He descubierto las letras naufragando en un libro de Gabriel García Márquez, que, como una tabla perdida en el océano, dio caza a la desorientación que desganaba mis pasos. En él también narra Gabo un naufragio y al dar vuelta las hojas, logra el olfato embeber su conciencia con el aroma seco de la sal, oyen el canto de las aves los oídos acostumbrados a las sirenas y los disparos; y tiembla de frío e incertidumbre el lector al llegar la noche escrita, que eclipsa el fulgor del sol maullando en las esquinas.
Tal vez la cercanía entre el marino de ocasión - hijo de la pluma colombiana - que sobrevive a la inclemencia de la marea y la distancia y mi concepción simbólico personal del momento que transcurría mi vida, fue lo que me acercó a intentar el misterio. Aquel de la tinta pariendo mujeres, batallas eternas, mundos lejanos y locos memorables.
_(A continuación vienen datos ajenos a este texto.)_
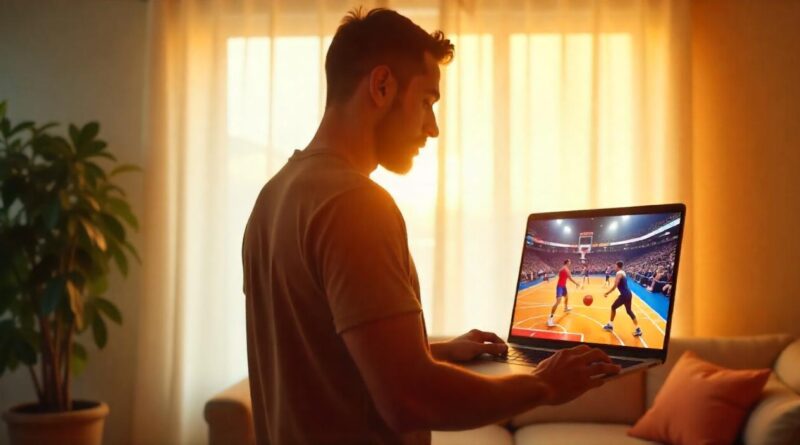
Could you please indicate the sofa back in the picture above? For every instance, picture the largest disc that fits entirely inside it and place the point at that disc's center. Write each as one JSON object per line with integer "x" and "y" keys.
{"x": 626, "y": 399}
{"x": 760, "y": 351}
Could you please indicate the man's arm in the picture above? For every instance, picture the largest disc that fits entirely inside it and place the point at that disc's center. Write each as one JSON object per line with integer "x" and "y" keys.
{"x": 412, "y": 391}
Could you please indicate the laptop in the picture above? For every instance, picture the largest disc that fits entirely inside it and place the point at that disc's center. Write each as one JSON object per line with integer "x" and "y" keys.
{"x": 572, "y": 259}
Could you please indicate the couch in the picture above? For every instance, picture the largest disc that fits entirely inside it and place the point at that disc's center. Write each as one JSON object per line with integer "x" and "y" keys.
{"x": 601, "y": 416}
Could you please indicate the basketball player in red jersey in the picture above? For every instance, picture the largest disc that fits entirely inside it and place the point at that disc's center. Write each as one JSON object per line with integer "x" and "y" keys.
{"x": 561, "y": 291}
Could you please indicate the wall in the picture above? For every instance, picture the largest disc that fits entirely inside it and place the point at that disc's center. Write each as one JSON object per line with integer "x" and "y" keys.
{"x": 746, "y": 106}
{"x": 76, "y": 61}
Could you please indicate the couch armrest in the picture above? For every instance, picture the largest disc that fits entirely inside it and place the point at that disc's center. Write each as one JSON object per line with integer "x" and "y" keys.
{"x": 230, "y": 416}
{"x": 776, "y": 417}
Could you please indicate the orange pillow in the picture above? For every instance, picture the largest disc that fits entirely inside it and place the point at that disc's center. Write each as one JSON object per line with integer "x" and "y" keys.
{"x": 701, "y": 403}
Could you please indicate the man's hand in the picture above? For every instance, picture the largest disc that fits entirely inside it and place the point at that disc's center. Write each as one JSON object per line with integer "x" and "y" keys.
{"x": 568, "y": 373}
{"x": 469, "y": 346}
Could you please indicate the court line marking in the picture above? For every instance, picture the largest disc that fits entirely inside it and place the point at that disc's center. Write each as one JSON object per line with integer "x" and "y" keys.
{"x": 650, "y": 307}
{"x": 565, "y": 332}
{"x": 517, "y": 325}
{"x": 621, "y": 343}
{"x": 531, "y": 287}
{"x": 651, "y": 320}
{"x": 638, "y": 304}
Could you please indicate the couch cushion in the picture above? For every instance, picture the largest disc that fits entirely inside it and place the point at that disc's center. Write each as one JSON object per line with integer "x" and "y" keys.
{"x": 732, "y": 352}
{"x": 491, "y": 434}
{"x": 617, "y": 401}
{"x": 701, "y": 402}
{"x": 788, "y": 366}
{"x": 775, "y": 420}
{"x": 576, "y": 433}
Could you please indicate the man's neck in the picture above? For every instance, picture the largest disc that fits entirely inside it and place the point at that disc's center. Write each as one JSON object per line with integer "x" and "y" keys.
{"x": 344, "y": 133}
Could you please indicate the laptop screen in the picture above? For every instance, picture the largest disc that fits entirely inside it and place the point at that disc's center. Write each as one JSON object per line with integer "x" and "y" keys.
{"x": 604, "y": 277}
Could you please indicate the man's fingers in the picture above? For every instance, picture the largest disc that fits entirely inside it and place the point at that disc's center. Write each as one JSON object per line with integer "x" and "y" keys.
{"x": 484, "y": 336}
{"x": 602, "y": 368}
{"x": 494, "y": 348}
{"x": 595, "y": 355}
{"x": 580, "y": 349}
{"x": 494, "y": 338}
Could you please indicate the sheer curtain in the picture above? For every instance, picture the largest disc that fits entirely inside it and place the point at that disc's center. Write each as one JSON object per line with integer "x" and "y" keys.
{"x": 548, "y": 105}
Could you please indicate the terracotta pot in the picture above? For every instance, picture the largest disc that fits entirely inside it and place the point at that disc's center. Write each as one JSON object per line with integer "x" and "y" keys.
{"x": 81, "y": 426}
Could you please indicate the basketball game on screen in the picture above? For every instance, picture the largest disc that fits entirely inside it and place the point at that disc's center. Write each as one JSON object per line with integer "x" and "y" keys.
{"x": 602, "y": 280}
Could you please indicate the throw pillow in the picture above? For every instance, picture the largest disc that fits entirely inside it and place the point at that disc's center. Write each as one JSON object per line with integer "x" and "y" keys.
{"x": 701, "y": 403}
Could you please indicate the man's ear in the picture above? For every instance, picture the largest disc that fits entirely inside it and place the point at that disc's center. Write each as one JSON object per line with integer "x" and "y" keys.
{"x": 382, "y": 86}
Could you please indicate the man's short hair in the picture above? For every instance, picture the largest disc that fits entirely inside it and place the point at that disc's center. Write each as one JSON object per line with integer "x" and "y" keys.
{"x": 381, "y": 36}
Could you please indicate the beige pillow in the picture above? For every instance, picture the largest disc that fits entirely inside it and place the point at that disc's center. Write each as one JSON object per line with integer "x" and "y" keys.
{"x": 776, "y": 417}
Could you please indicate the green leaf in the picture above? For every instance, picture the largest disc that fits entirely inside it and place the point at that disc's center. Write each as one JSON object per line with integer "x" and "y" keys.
{"x": 77, "y": 362}
{"x": 12, "y": 188}
{"x": 100, "y": 332}
{"x": 98, "y": 285}
{"x": 20, "y": 127}
{"x": 94, "y": 171}
{"x": 95, "y": 235}
{"x": 109, "y": 309}
{"x": 53, "y": 294}
{"x": 103, "y": 154}
{"x": 74, "y": 135}
{"x": 124, "y": 168}
{"x": 52, "y": 213}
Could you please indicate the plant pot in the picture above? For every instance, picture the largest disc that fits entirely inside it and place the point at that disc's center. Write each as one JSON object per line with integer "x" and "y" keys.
{"x": 81, "y": 426}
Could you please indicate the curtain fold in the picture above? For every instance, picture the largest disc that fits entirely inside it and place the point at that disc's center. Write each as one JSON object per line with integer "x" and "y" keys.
{"x": 548, "y": 105}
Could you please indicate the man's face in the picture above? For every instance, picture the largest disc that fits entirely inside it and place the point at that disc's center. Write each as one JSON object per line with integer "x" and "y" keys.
{"x": 403, "y": 131}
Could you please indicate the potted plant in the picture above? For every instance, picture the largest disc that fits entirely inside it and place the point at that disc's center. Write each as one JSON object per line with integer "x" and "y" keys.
{"x": 62, "y": 225}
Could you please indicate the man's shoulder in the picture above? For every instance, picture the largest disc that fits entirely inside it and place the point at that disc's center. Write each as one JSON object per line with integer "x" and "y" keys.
{"x": 320, "y": 181}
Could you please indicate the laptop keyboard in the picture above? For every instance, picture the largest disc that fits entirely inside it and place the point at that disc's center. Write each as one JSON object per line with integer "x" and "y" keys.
{"x": 531, "y": 357}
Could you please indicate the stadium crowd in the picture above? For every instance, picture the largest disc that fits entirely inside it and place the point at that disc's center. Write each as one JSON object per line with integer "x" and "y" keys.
{"x": 652, "y": 269}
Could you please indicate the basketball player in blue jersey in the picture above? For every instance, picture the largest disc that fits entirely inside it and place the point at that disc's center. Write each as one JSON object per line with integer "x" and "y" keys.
{"x": 625, "y": 298}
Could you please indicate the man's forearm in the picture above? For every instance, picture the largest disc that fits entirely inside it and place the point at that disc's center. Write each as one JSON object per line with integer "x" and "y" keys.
{"x": 439, "y": 351}
{"x": 447, "y": 397}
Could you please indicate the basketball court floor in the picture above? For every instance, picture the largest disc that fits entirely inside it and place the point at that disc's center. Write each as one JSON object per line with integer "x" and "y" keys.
{"x": 585, "y": 323}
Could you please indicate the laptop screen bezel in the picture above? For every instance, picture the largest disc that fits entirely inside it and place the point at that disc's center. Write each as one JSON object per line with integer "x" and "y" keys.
{"x": 629, "y": 351}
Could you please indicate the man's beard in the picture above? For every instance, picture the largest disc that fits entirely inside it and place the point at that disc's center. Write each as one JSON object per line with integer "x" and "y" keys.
{"x": 392, "y": 151}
El oscuro arte de forjar ventanas de bolsillo para que los niños carguen en sus viajes, desde las que puedan asomar sus pequeñas cabezas y dar cuenta de que, irremediablemente, han nacido en este mundo, pero no ha quedado atrás la posibilidad de ir a jugar en los jardines de otros.
Hoy navego con aquel interrogante, que “Relato de un náufrago” acercó a la orilla de mis descubrimientos, posado en el horizonte, surcando un mar desconocido sobre un bote a medio construir, tejido con maderas propias y ajenas, buscando al hermano escritor que me incitó a domar el oleaje vasto e imprevisible de la literatura.